[YesBut Benchmark] Cracking the Code of Juxtaposition: Can AI Models Understand the Humorous Contradictions

Zhe Hu*¹, Tuo Liang*², Jing Li¹, Yiren Lu², Yunlai Zhou², Yiran Qiao², Jing Ma², Yu Yin²

¹The Hong Kong Polytechnic University ²Case Western Reserve University

NeurIPS 2024 (Oral)

^*Indicates Equal Contribution

Paper arXiv Github

Dataset

We introduce the YesBut Benchmark to examine VLMs' capability in understanding humor, with a specific emphasis on humor derived from contrasting narratives (juxtaposition). (Comic by Anton Gudim)

Abstract

Recent advancements in large multimodal language models have demonstrated remarkable proficiency across a wide range of tasks. Yet, these models still struggle with understanding the nuances of human humor through juxtaposition, particularly when it involves nonlinear narratives that underpin many jokes and humor cues. This paper investigates this challenge by focusing on comics with contradictory narratives, where each comic consists of two panels that create a humorous contradiction. We introduce the YesBut Benchmark, which comprises tasks of varying difficulty aimed at assessing AI's capabilities in recognizing and interpreting these comics, ranging from literal content comprehension to deep narrative reasoning. Through extensive experimentation and analysis of recent commercial or open-sourced large (vision) language models, we assess their capability to comprehend the complex interplay of the narrative humor inherent in these comics. Our results show that even state-of-the-art models still lag behind human performance on this task. Our findings offer insights into the current limitations and potential improvements for AI in understanding human creative expressions.

YesBut Benchmark Overview

Our benchmark consists of YesBut comics featuring contradictory narratives. Specifically, each sample includes:
(1) a two-panel comic that forms a narrative with inherent contradictions;
(2) a literal description of the comic narratives;
(3) an explanation that illustrates the contradiction within the narrative;
(4) the deep philosophy or underlying message the comic aims to convey;
(5) a title of the comic.
Based on these components, we construct various tasks for comic understanding.
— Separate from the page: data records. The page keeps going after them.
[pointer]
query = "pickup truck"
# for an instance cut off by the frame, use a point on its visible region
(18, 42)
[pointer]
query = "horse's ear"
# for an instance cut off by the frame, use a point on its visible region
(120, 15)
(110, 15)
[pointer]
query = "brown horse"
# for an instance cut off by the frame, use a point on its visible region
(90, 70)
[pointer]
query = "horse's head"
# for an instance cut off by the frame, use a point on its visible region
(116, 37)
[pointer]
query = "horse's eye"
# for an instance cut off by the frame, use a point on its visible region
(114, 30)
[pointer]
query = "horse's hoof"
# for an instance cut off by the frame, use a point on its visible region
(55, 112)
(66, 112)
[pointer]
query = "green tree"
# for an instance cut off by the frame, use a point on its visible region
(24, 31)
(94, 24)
Data Construction Pipeline

For each comic, we annotate the corresponding literal description, contradiction explanation, underlying philosophy and comic title. The annotation process consists of two key stages: a human-AI collaborative annotation stage (steps 1 & 2) followed by a quality check and cross-verification stage (step 3). Gold-standard annotations are primarily obtained through human annotators. ('Pos' and 'Neg' in figure represent the positive and negative options, respectively.)

Evaluating Large Models' Understanding of Humor in Juxtaposition: Task Designs from Our Paper

We aim to evaluate the capabilities of recent large (visual) language models in understanding humor through contradictions. This is challenging because it requires both social reasoning about human events and nonlinear logical reasoning about the narratives, going beyond the literal understanding of the comic. We design a series of tasks that require different levels of narrative understanding and reasoning abilities to evaluate the models’ performance in reading comics.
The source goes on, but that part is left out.